The default is to put this on its own node so you will need to start DSE with dse cassandra -k to create a spark analytics node.
First run the https://github.com/PatrickCallaghan/datastax-userinteractions-demo project to populate the Cassandra cluster (follow instructions in README). Use this project to populate the Cassandra db with hundreds of thousands user interactions. The idea is to have users interacting with multiple apps and we can model this by user in Cassandra.
We have an existing table that has all the data for user interactions with certain applications on the appropriate date.

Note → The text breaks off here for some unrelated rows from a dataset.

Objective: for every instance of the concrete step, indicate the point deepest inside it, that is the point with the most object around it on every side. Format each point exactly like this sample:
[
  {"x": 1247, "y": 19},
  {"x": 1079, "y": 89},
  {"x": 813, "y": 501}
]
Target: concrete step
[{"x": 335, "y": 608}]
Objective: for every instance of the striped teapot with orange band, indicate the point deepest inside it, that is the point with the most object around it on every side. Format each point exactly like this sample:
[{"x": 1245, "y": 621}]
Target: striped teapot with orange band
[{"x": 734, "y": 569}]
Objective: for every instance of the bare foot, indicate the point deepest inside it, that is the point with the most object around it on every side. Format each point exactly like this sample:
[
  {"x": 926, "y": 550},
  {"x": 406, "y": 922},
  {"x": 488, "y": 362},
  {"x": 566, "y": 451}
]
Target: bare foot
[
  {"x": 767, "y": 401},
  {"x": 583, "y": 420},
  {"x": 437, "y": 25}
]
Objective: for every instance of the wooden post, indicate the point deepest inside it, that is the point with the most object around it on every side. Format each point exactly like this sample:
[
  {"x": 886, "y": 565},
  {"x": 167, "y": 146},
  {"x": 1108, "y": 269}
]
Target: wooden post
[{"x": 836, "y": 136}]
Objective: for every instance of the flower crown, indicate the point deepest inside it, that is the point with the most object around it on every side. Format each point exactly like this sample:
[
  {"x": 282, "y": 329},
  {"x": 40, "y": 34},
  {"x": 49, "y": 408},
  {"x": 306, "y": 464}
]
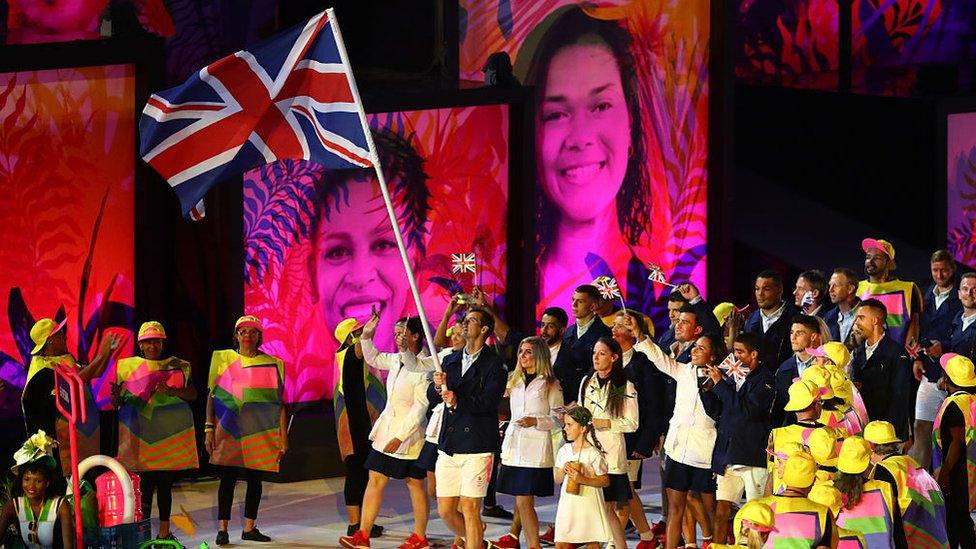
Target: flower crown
[{"x": 38, "y": 447}]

Now, for some other requirements, we need the unique users that visited a certain page within an app on a certain day.
So the first requirement was - show me the user interactions with a certain app
Now, we have a new requirement - show me all the users that interacted with a certain app on a particular day.

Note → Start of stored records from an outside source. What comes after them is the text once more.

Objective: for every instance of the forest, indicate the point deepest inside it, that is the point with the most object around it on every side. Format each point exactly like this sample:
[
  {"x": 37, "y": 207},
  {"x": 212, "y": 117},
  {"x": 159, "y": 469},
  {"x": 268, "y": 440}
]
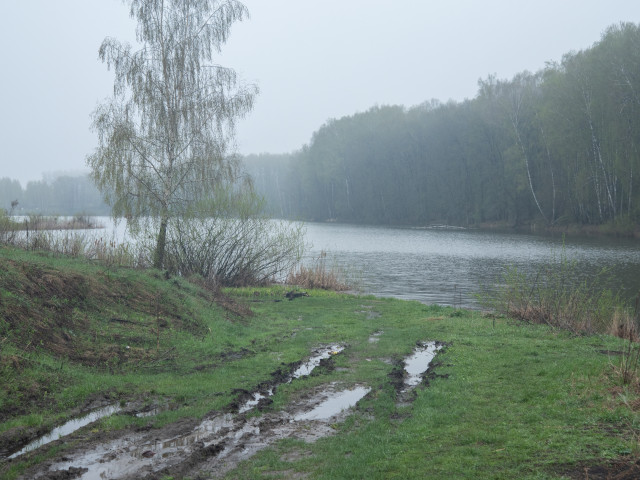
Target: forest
[
  {"x": 559, "y": 147},
  {"x": 551, "y": 148},
  {"x": 53, "y": 195}
]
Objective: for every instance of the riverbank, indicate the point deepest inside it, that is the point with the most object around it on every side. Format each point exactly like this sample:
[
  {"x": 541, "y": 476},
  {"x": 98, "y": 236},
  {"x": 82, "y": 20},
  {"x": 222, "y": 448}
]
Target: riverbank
[
  {"x": 619, "y": 229},
  {"x": 500, "y": 400}
]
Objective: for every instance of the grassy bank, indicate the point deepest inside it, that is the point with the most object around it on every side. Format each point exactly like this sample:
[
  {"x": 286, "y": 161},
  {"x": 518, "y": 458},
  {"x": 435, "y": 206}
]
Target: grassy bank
[{"x": 504, "y": 400}]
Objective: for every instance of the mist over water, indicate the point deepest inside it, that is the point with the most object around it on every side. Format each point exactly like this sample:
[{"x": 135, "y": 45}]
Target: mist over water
[{"x": 449, "y": 267}]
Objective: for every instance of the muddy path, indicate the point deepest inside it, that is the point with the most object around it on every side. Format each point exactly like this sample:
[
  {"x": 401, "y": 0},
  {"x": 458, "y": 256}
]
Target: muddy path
[{"x": 216, "y": 444}]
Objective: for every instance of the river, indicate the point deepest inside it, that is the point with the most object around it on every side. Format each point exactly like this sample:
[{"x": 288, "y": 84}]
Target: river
[{"x": 451, "y": 266}]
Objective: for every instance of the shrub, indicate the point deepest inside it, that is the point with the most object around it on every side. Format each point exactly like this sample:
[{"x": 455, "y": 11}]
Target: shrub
[
  {"x": 233, "y": 251},
  {"x": 555, "y": 295}
]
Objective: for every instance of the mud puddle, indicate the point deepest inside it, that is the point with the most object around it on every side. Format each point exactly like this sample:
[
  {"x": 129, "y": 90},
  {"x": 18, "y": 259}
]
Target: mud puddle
[
  {"x": 232, "y": 438},
  {"x": 68, "y": 428},
  {"x": 217, "y": 444},
  {"x": 418, "y": 363},
  {"x": 413, "y": 371},
  {"x": 334, "y": 405},
  {"x": 303, "y": 370}
]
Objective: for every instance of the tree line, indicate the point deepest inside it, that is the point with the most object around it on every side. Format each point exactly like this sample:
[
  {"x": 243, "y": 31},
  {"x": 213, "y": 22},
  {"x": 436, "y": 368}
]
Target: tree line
[
  {"x": 62, "y": 195},
  {"x": 559, "y": 146}
]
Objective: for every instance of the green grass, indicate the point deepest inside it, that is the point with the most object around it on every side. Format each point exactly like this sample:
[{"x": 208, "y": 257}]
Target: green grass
[{"x": 506, "y": 401}]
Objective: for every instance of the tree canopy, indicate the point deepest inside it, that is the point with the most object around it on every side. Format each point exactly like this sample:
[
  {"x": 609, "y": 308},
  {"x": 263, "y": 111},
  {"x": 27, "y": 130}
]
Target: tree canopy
[{"x": 165, "y": 135}]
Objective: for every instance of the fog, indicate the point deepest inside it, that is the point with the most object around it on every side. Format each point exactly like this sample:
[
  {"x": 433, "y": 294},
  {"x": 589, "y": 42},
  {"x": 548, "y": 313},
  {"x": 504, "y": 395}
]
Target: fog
[{"x": 312, "y": 61}]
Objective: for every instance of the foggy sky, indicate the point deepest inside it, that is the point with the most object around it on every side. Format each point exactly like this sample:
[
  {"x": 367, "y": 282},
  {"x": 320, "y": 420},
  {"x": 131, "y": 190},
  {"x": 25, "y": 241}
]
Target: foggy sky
[{"x": 312, "y": 59}]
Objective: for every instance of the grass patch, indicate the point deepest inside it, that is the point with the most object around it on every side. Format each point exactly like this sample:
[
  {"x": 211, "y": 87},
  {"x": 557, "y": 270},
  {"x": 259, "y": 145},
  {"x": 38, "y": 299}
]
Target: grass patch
[{"x": 505, "y": 399}]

NOTE you will need to add the following table to your schema
create table users_by_interaction_day(
app text,
action text,
date text,
user_id text,
PRIMARY KEY ((app, action, date), user_id)
);
We have created our new table so all that is left is to read the existing table and map the data to the new one.
//Create Class for existing table
case class UserInteraction (user_id: String, app: String, time: java.util.Date, action: String)
//Create Class for the new table
case class UserInteractionByAction (app: String, action: String, date: String, user_id: String)
//We only want the date part of the time so that we can filter
val formatter = new java.text.SimpleDateFormat("dd-MM-yyyy")
//Get the data from the existing table
val interactionsRdd = sc.cassandraTable[UserInteraction]("datastax_user_interactions_demo","user_interactions").cache
//Map the existing table objects to the new table objects
val newObjects = interactionsRdd.map(f => (new UserInteractionByAction(f.app, f.action, formatter.format(f.time), f.user_id)));
//Save them to the new table.
newObjects.saveToCassandra("datastax_user_interactions_demo", "users_by_interaction_day")
Hope this helps.
Thanks for the tutorial, found this very useful. Is there a way to periodically keep the new table updated by scheduling a spark process to run ?